In a paper published in the journal Engineering Applications of Artificial Intelligence, researchers proposed a novel feature engineering methodology for high-frequency financial data using time series segmentation. The proposed approach enables the extraction and analysis of variables in intraday trends and enables the forecasting of response variables using artificial intelligence (AI) models. Specifically, the methodology focuses on estimating volatility, duration, and direction of future intraday trends using extreme gradient boosting (XGBoost) for multiclass classification.
Background
The increasing importance of AI in finance has led to the widespread use of machine learning techniques for extracting knowledge from large financial datasets. However, the irregular intervals and multiple variables present in high-frequency data require AI methods that do not assume specific data distributions. The combination of high-frequency data analysis and AI-based forecasting has gained significant interest from scientific and private sectors, with a focus on accurate predictions and higher returns.
Extracting relevant features from financial market data is crucial for effective machine learning techniques. Previous research has primarily concentrated on fixed sampling schemes and horizons, overlooking the need to group volatility values based on intraday trend movements. To address this gap, a new problem is introduced, and a methodology is developed that tackles these challenges and contributes to the field.
Related work
While existing research in applying AI to high-frequency financial data has focused on feature engineering for fixed-composition data subsets, this study introduces a novel approach by constructing data subsets with variable composition. This addresses a new problem in AI using high-frequency financial data and specifically proposes a methodology for forecasting intraday volatility and directional movements. Previous studies have utilized machine learning models such as gradient descent boosting, random forest, support vector machines (SVM), and artificial neural networks for volatility forecasting. Directional forecasting, on the other hand, has been approached using log short-term memory (LSTM) networks, SVM, and other types of neural networks. The methodology presented in this work stands out for its unique approach to high-frequency directional forecasting.
Methodology
The proposed methodology involves extracting features from intraday trends and limiting order book states within these trends. A multistage feature engineering approach is employed to achieve this. The first step includes partitioning the transaction time series into segments with variable lengths based on the irregular durations of intraday trends. The second step involves synchronizing the order book states with trade times to obtain variables associated with each order book state. Finally, multiple conversions are applied to the variable set within each segment to derive the features mentioned, constituting the input for AI models.

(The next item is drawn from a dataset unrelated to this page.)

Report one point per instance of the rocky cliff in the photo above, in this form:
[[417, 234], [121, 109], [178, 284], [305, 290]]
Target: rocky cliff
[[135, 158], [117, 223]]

Experimentation and application
The experimentation is conducted using a dataset consisting of trades and buy/sell orders from 20 assets listed on the Brazil Stock Exchange (B3). The dataset spans 206 trading days from July 2, 2018, to May 6, 2019, and undergoes cleaning procedures to remove errors and inconsistencies. The developed methodology is applied to extract features for the three response variables: duration, volatility, and direction.
The application of the methodology focuses on feeding AI models with classification problems. After segmenting the trade series and extracting features, the segments are classified using labeling based on the response variable. Embedding is then performed to build the set of samples from the extracted feature vectors. The samples are structured with lagged variables and a specific step. The XGBoost algorithm is chosen for modeling due to its speed and efficiency. The model's performance is evaluated using performance metrics such as confusion matrices, kappa, and F1-score.
Results
The performance metrics for each machine learning model used to forecast volatility, duration, and direction are analyzed. The best results are obtained in volatility estimation, followed by duration and direction. The analysis of variable importance highlights the significance of certain variables for each response variable. For volatility, variables related to volatility per unit of time and total squared log returns per second are found to be the most important. Duration is influenced by variables such as interval duration and durations between trades. In the case of direction, interval duration, return per second, squared log return per second, and value per second are identified as the most critical variables. Trade series variables are found to be more important compared to those from the limit order book.
Conclusion
In conclusion, a feature engineering methodology was developed in the study to extract features from high-frequency intervals and predict three response variables: volatility, duration, and direction. The methodology incorporates time series segmentation and the inclusion of order book data. The best performance is observed in volatility forecasting, followed by duration and direction.
The analysis of variable importance reveals the greater impact of trade variables compared to variables from the limit order book. The developed methodology can be applied to other high-frequency time series problems, although scalability considerations are necessary when dealing with larger volumes of observations to strike a balance between dimensionality reduction and information loss.